These strictures led the force to adopt a standard practice that summer and fall that looks farcical in hindsight. After the teams in Mosul or Tikrit or Ramadi digested what little they could from the captured material, they filled emptied sandbags, burlap sacks, or clear plastic trash bags with these scooped-up piles of documents, CDs, computers, and cell phones and then sent them down to our base in Baghdad. Some bags started the trip with a yellow Post-it note on the outside explaining their origin; others didn’t. Detainees thought to be important made the trips with the bags.
Fundamentally, the senders and receivers, in this case the forward team and its higher headquarters, had neither a shared picture of the enemy nor an ability to prosecute a common fight against it. This inspired territoriality and distrust. Outstations rarely saw the benefits of the raw intelligence they collected, which often disappeared into a black hole once they sent it up. Equally frustrated, the analysts on the receiving end often had little context for the bags’ contents or the detainee’s identity—even when the sticky notes didn’t fall off in transit. They had little indication of whether the hard drives or documents came from a mansion owned by an old Baathist or had been found underneath prayer rugs at a jihadi safe house.

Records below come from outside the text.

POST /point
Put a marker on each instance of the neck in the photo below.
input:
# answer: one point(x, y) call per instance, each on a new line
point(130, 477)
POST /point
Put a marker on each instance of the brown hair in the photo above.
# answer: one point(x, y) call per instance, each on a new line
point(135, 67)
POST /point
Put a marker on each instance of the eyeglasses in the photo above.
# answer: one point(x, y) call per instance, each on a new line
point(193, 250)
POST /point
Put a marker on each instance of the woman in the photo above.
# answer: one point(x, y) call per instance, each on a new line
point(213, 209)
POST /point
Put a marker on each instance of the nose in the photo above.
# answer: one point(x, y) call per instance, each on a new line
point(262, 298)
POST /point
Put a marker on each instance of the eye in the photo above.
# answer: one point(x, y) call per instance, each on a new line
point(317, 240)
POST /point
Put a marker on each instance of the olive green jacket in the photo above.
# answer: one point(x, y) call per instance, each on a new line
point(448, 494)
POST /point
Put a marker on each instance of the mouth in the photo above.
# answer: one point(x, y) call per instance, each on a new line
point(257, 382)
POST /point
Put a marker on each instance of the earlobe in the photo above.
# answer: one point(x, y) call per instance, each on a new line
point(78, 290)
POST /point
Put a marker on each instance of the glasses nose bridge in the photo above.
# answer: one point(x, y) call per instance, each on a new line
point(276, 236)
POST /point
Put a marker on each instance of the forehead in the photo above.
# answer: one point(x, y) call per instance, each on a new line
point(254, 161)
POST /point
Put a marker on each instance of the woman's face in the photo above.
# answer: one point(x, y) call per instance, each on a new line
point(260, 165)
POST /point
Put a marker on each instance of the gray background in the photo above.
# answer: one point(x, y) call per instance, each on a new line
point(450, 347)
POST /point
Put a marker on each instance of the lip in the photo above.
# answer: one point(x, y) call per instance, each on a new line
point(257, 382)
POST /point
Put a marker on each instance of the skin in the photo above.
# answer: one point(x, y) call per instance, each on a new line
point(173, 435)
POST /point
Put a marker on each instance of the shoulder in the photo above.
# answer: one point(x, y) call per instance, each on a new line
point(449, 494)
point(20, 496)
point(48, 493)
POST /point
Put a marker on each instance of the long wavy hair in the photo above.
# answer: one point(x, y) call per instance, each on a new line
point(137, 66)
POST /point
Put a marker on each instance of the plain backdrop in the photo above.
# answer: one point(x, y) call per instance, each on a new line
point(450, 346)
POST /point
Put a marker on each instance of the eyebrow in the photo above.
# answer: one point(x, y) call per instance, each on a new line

When I inspected our intelligence-processing facility at BIAP later that month, I opened a door to a spare room to find it filled with piles of these plastic and burlap bags stuffed with captured material. They appeared unopened.
I returned to Baghdad that evening itching to put my thoughts down on a whiteboard and to hear what everyone else had observed. This is how I do my best thinking, and it was the first of many such collaborative sessions. Talking with Scott Miller, I drew an hourglass. The top triangular half represented a forward team, the bottom was the rear headquarters. They met at a narrow choke point, allowing for only a trickle of interaction between the two.
“Would removing this half affect the forward team?” I asked, putting my hand over the bottom triangle.
From what Scott had seen, he said it wouldn’t. The rear headquarters were not relevant to the forward teams, as each was fighting an independent campaign. At the very least, targeting a terrorist network was both tedious and violent; starving the teams of information, as we were in the fall of 2003, made the fight sluggish and excruciating. The hourglass diagram portrayed a simple defect in our force’s structure. I copied the sketch to a legal pad and left Iraq for Afghanistan with the rudiments of the vision that would drive TF 714’s change for the rest of my command.
* * *
On October 27, two days after we left Baghdad, Zarqawi’s group ushered in Ramadan with the latest in a line of its strategic bombings. That morning, an explosion outside the International Committee of the Red Cross (ICRC) building killed two of its staff and ten Iraqi bystanders. This was the latest in a pattern, although its significance was not then apparent. It began on August 7, when a bomb in a car parked outside the Jordanian embassy in Baghdad exploded, killing seventeen and wounding forty. Two weeks later, at 4:30 P.M. on August 19, a suicide bomber driving a KAMAZ flatbed truck laden with military-grade munitions breached the front gate at the United Nations headquarters in Iraq, detonated the cargo in front of the facade, and collapsed part of the three-story building. Among the twenty-two victims who died was Sergio Vieira de Mello, the head of the U.N. mission in Iraq and a famed expert in postwar reconstruction. The blast also killed Arthur Helton. I had known and liked Arthur from my year at the Council on Foreign Relations in 1999, when I was a colonel and he was the new director of its peace and conflict program. After a second bombing targeted the remnants of the mission on September 22, the U.N. withdrew all but a handful of its staff to Qatar. They wouldn’t return in force until late 2007.
Although it was unclear at the time, these attacks against humanitarian organizations proved to be part of Zarqawi’s incipient strategy to isolate the Americans and shape the battlefield. Zarqawi clearly hated the Jordanian government, so unalloyed vengeance may have been at play. He blamed the U.N. for giving Palestine “as a gift to the Jews so they can rape the land” and, according to one of the operatives responsible for the attacks, he sought revenge against Vieira de Mello for having helped dismantle an Islamic nation through his work during East Timor’s independence. But the real logic to the violence was less histrionic. With the U.N. and ICRC gone, Zarqawi eliminated two organizations that had the experience and niche capacity to help reconstruct Iraq. Perhaps more important, as the war became one of perceptions, by scaring away the U.N., the Red Cross, and other international organizations, Zarqawi ensured that Iraqis increasingly saw only American troops in the streets.